The home reversion specialist’s poll of more than 300 intermediaries found that 77% of those surveyed expect the sector to flourish in the next 12 months, while 22% thought it would remain stable.
Just 1% of respondents expected the equity release market to contract in 2012.
Despite this positive outlook, advisers have conceded that the market still faces a number of challenges in the year ahead. The main obstacle is public perception, with 77% of respondents admitting that consumers continue to view equity release with suspicion.
Other barriers to progress mentioned included insufficient funding limiting product choice, a lack of Government support and fears over existing providers withdrawing from the sector.
Commenting, Peter Welch, head of sales and distribution at Bridgewater Equity Release, said: “Despite the best interests of those operating in the sector, it is unfortunate that the equity release sector still suffers from something of an image problem.
“Equity release can be a fantastic option for many older homeowners looking for a solution for their housing and financial needs, and specialist advisers are fully equipped to deal with any concerns or questions that consumers may have.
“It would also be helpful for the future health of the sector if the Government was to promote its usefulness and help dispel the myths surrounding it.
“That said it is certainly pleasing to see advisers upbeat about the sector and fully anticipating it to grow in 2012.
“We face a number of deep-seated economic issues in this country including pension provision, long-term care needs, and the standard of living into retirement which equity release could legitimately provide a solution to.
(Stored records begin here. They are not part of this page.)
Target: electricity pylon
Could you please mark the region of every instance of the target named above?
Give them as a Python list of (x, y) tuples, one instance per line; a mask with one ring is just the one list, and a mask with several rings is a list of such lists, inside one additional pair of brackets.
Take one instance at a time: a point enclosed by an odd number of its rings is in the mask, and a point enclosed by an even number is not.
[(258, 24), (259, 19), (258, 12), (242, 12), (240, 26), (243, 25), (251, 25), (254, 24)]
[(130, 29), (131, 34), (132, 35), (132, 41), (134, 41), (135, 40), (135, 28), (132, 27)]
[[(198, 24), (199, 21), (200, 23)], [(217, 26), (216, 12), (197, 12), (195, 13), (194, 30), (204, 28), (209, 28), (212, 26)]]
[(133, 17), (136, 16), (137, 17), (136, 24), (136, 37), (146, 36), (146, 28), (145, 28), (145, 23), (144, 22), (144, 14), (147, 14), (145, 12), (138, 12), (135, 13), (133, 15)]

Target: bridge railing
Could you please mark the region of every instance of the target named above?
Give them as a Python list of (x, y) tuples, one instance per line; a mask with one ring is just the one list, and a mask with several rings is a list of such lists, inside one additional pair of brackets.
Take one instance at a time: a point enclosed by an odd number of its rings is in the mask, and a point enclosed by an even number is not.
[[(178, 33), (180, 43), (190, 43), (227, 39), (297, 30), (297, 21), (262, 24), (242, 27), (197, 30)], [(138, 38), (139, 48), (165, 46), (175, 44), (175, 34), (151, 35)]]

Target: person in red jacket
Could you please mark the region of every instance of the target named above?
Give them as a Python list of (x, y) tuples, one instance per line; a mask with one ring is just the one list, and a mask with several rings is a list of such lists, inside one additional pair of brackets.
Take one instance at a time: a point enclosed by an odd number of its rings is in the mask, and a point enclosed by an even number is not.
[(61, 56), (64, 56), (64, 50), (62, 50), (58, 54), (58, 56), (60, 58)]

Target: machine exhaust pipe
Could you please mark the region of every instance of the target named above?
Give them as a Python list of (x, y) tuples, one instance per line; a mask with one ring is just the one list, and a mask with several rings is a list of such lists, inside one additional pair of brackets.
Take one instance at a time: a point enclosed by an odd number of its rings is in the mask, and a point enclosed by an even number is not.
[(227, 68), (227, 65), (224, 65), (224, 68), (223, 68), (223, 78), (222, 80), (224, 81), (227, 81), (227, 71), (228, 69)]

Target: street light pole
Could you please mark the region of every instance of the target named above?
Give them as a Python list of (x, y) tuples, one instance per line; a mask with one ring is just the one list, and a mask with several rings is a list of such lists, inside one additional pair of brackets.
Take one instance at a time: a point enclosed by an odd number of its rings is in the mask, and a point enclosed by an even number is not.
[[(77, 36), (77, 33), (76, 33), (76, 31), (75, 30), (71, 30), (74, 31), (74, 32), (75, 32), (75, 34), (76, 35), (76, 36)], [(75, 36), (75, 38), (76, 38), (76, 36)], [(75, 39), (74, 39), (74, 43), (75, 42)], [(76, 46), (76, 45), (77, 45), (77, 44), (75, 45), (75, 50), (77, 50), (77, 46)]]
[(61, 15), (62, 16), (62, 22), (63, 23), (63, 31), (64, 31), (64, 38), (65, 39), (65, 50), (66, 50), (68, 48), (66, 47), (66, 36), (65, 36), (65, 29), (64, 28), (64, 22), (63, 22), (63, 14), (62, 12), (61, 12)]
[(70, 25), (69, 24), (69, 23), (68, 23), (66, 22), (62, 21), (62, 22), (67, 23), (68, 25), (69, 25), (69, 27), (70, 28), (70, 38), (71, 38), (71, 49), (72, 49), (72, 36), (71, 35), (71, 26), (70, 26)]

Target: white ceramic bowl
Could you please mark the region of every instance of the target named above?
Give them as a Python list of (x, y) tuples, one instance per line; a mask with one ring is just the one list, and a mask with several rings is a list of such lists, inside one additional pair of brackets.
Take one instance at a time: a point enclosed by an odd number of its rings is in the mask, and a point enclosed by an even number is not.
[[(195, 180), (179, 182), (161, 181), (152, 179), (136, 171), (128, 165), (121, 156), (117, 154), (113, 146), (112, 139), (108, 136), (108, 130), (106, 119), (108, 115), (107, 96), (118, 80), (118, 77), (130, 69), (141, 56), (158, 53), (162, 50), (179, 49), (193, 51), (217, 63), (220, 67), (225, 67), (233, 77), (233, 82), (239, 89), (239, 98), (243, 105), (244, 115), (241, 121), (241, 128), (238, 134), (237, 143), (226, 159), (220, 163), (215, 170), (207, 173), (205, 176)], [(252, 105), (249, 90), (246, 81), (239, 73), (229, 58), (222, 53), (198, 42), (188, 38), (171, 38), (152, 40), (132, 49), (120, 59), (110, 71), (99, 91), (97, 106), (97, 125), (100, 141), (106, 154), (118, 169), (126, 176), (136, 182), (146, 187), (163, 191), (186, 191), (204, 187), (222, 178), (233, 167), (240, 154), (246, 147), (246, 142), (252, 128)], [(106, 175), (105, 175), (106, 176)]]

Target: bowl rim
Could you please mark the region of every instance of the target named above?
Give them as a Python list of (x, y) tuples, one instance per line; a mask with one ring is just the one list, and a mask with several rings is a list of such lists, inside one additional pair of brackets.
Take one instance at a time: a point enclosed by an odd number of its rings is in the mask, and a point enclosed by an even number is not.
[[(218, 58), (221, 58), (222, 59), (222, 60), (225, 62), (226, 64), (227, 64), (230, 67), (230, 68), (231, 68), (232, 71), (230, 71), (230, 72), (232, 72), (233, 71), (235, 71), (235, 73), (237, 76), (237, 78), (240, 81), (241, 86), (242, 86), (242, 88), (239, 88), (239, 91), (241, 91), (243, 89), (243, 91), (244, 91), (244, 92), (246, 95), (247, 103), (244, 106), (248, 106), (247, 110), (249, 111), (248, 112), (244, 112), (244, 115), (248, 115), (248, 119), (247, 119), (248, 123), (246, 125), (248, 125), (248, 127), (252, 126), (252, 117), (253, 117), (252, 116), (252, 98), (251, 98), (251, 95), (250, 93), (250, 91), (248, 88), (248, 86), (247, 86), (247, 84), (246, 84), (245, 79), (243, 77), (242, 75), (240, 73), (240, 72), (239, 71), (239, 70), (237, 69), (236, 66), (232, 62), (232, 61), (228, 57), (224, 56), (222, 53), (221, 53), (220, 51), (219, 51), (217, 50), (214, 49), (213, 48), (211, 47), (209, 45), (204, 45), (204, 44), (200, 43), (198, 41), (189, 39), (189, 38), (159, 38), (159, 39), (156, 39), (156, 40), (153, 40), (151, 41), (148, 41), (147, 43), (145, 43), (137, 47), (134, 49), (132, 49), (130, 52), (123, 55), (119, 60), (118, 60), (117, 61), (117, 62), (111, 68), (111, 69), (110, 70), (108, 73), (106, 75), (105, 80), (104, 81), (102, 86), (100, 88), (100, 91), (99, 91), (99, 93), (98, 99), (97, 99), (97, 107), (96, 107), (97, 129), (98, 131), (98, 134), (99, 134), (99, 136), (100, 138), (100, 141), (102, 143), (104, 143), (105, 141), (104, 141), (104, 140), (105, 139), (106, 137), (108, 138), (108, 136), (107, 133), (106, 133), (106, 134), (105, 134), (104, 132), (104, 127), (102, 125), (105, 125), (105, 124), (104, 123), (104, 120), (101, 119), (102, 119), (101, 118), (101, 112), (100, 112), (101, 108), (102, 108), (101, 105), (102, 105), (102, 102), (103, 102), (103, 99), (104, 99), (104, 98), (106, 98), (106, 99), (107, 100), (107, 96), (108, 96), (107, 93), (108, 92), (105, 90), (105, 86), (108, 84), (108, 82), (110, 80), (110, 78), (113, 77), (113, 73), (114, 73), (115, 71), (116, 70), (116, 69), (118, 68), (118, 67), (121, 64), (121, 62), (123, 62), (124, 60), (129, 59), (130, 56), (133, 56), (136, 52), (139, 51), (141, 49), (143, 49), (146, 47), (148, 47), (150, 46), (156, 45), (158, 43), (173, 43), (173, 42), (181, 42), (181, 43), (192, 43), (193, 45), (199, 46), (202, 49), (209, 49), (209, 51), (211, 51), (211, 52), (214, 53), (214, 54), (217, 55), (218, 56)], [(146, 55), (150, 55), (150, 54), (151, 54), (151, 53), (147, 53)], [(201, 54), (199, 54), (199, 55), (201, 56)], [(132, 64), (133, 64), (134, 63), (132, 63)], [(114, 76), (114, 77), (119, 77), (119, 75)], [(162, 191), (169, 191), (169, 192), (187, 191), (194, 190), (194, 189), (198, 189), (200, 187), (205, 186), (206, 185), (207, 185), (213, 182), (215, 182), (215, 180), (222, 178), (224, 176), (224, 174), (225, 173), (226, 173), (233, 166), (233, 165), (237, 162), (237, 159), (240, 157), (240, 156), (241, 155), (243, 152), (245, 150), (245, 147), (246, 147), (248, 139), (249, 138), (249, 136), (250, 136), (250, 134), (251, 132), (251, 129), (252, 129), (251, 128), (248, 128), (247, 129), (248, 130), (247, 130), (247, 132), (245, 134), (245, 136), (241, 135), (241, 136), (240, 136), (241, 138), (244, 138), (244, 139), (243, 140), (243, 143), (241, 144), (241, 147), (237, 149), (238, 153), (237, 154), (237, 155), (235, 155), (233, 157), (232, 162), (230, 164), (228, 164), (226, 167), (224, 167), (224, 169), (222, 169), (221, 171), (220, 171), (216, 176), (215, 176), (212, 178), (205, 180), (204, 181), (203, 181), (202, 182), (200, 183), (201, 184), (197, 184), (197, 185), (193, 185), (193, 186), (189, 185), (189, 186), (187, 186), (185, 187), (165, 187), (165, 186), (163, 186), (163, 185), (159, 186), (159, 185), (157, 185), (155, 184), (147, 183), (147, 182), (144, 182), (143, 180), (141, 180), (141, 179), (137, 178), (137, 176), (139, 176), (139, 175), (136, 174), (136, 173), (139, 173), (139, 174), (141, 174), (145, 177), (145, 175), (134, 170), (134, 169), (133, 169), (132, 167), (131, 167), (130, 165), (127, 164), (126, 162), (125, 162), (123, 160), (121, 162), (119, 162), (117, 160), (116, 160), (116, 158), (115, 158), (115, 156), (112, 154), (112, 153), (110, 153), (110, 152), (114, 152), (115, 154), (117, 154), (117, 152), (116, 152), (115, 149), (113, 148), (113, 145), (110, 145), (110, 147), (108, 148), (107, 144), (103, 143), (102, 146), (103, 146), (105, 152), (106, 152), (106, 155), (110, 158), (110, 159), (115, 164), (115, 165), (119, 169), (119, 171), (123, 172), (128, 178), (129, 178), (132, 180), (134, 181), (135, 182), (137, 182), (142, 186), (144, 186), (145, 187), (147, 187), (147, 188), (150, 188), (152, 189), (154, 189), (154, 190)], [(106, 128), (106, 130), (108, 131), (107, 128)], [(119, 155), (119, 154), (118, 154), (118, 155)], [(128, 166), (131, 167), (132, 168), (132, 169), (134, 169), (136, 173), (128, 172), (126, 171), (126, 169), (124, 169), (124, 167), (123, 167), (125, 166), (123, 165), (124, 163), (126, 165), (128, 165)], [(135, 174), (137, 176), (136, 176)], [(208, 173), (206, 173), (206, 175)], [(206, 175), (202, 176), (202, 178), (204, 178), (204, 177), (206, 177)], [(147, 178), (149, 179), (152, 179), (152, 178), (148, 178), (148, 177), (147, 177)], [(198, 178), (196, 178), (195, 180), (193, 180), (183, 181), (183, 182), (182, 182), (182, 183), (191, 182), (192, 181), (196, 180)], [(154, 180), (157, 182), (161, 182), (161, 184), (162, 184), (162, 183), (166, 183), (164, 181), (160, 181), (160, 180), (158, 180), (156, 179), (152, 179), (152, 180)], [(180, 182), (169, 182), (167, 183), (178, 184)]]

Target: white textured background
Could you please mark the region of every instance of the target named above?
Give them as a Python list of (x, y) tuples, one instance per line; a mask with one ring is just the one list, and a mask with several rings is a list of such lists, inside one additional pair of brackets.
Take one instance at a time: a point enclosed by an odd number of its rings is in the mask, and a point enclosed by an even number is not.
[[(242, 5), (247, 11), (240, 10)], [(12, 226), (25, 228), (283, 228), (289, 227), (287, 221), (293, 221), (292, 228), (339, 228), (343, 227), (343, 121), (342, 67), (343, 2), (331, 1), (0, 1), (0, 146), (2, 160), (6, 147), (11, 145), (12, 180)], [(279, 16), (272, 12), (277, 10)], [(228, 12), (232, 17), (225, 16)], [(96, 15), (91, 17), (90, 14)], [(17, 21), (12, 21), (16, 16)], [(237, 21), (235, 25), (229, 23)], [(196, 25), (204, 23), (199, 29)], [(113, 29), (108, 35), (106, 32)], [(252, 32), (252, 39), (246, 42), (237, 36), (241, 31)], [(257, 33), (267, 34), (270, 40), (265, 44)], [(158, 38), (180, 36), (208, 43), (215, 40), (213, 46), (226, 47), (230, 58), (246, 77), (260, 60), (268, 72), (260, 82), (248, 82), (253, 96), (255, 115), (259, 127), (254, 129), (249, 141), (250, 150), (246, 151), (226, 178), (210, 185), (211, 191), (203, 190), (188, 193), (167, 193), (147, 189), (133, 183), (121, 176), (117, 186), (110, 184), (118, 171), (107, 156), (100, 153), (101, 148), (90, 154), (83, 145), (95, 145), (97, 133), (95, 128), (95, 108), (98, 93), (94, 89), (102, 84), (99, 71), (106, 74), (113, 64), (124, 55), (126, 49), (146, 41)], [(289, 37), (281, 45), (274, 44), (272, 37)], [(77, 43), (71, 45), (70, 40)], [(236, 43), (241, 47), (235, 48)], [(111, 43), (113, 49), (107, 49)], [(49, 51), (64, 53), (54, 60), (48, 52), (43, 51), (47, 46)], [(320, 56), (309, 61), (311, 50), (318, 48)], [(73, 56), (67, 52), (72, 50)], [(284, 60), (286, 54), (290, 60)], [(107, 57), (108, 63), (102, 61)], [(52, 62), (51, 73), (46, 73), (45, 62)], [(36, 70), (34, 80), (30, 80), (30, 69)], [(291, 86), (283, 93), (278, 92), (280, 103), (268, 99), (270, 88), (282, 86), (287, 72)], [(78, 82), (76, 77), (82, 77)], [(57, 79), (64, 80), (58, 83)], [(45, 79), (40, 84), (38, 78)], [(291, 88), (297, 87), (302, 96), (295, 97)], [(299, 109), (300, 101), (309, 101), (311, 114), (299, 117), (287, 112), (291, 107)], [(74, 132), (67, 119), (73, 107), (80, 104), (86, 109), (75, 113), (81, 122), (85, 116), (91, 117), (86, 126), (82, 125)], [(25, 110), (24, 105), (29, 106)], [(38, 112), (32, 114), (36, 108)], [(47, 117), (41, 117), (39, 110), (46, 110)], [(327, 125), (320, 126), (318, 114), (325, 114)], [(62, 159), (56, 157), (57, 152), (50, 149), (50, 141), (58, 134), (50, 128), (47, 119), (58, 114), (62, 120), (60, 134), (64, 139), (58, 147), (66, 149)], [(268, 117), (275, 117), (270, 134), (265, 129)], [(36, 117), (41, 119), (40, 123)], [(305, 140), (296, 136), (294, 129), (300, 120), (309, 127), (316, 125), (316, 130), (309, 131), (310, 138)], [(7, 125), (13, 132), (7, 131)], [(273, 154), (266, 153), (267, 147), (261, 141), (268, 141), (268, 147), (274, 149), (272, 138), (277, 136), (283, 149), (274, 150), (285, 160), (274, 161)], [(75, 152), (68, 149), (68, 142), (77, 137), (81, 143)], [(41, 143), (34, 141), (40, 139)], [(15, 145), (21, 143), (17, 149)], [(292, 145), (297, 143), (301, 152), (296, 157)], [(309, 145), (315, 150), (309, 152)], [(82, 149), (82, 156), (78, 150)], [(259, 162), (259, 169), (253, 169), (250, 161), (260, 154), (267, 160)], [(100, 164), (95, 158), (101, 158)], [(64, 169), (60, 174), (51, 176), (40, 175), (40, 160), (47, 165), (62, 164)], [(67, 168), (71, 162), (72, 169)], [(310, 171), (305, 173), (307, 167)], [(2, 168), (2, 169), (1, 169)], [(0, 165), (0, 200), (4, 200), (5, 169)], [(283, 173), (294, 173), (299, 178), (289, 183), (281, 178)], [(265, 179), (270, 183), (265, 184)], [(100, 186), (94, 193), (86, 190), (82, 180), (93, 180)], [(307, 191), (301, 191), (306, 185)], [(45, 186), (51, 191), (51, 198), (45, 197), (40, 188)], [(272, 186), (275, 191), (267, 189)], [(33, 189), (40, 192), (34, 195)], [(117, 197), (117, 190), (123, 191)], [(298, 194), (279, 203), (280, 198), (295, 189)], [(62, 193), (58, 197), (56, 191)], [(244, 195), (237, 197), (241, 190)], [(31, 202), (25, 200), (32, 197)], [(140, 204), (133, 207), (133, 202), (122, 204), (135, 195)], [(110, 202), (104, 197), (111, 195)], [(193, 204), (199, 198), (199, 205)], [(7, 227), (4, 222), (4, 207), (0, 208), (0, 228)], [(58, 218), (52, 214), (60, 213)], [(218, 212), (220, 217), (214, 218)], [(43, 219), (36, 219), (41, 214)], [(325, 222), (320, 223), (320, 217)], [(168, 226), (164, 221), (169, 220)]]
“There is an inordinate amount of stored up wealth in thousands of properties across the country however there is still a reticence when it comes to using that equity even though it could help many people as they grow older.
“This has to be recognised and supported by all stakeholders as we move forward; these are problems which are not going to go away and it is important that we work on the full range of potential solutions rather than shy away from making these substantial and difficult decisions.”